Гельфанда поразила красота Одессы, костел, собор и, конечно,
оперный
театр. Он вошел внутрь, где импровизированную экскурсию проводил
какой-то военный, причем среди посетителей лейтенант заметил генералов.
А у входа в театр митинговали артисты. «Это было трогательно и радостно. Артисты были готовы дать спектакль для Красной армии на следующий день».
Гельфанд сожалел, что он должен отправиться догонять свою часть. Он,
конечно, не подозревал, что ряды артистов существенно поредели: все
ведущие балерины отправились вслед за оккупантами, некоторые артистки
— вместе со своими покровителями, румынскими старшими офицерами.
Всего уехало 17 солистов балета. После освобождения города
художественный руководитель одесского оперного театра профессор В.А.

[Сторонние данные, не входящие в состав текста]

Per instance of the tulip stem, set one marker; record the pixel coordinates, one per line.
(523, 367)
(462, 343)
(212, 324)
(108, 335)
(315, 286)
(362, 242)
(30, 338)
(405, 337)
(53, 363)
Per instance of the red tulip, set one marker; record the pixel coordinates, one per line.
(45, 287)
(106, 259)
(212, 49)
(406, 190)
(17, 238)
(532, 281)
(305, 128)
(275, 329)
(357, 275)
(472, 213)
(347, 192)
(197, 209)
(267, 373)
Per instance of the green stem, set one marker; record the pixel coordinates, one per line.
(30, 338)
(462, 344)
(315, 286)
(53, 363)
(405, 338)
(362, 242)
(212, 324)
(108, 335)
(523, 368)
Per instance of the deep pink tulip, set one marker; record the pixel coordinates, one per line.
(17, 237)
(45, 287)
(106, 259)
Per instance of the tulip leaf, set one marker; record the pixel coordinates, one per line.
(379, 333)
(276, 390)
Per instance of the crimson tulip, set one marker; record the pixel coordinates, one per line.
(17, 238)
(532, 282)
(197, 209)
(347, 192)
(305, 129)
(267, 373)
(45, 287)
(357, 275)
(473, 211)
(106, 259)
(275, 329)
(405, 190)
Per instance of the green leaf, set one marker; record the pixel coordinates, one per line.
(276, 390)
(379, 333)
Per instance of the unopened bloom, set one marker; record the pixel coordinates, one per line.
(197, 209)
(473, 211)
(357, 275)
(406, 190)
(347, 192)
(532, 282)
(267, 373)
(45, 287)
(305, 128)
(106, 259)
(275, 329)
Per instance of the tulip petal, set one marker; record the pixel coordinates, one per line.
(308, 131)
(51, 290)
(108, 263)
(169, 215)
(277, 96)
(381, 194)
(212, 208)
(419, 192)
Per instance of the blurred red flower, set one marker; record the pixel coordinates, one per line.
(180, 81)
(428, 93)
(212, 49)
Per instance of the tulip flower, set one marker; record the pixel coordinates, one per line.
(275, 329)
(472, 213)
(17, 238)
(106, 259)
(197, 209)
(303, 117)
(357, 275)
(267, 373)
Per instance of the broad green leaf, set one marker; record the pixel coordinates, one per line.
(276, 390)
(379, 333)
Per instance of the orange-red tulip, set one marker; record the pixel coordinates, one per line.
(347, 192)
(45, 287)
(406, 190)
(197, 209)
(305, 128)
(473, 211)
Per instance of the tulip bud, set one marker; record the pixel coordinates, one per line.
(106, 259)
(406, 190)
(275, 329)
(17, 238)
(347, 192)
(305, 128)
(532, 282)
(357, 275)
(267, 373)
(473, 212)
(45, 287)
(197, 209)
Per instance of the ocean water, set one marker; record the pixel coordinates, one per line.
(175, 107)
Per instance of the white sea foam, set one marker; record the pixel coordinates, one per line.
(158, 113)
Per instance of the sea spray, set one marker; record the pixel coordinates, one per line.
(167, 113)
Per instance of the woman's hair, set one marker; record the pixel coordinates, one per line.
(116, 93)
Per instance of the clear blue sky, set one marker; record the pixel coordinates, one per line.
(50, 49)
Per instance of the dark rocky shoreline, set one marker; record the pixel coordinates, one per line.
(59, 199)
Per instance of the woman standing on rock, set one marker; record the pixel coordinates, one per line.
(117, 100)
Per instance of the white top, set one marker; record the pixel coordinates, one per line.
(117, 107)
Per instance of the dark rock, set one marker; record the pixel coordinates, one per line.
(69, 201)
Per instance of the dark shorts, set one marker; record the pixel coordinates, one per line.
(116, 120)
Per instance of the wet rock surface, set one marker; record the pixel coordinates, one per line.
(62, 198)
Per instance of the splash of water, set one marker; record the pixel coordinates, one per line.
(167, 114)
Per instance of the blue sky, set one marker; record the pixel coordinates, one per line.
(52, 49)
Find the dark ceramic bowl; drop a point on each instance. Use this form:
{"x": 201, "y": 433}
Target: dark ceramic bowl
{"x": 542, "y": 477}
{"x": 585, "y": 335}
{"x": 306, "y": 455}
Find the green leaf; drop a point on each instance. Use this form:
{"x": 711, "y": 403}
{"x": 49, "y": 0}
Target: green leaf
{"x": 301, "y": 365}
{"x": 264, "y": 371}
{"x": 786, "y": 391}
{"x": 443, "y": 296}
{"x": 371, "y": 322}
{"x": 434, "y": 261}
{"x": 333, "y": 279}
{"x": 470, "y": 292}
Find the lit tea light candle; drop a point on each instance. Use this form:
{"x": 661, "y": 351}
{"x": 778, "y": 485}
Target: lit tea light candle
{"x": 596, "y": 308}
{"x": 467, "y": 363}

Селявин писал в записке, озаглавленной «Сведения о деятельности
румын в Одесском оперном театре во время оккупации»,
составленной, видимо, по требованию Чрезвычайной государственной
комиссии по расследованию преступлений немецко-фашистских захватчиков: «Нищие
духом, бедные знаниями и отставшие от русского театра румыны жадно
впились в театр, желая показать, каким храмом искусства они
завладели».
По словам Селявина, коллектив тянул «тяжелое
ярмо», «питаясь одним хлебом, так как заработная плата
длительное время не выдавалась. Все работники чувствовали себя, как в
концлагере за колючей проволокой». Селявин лукавил, т.к.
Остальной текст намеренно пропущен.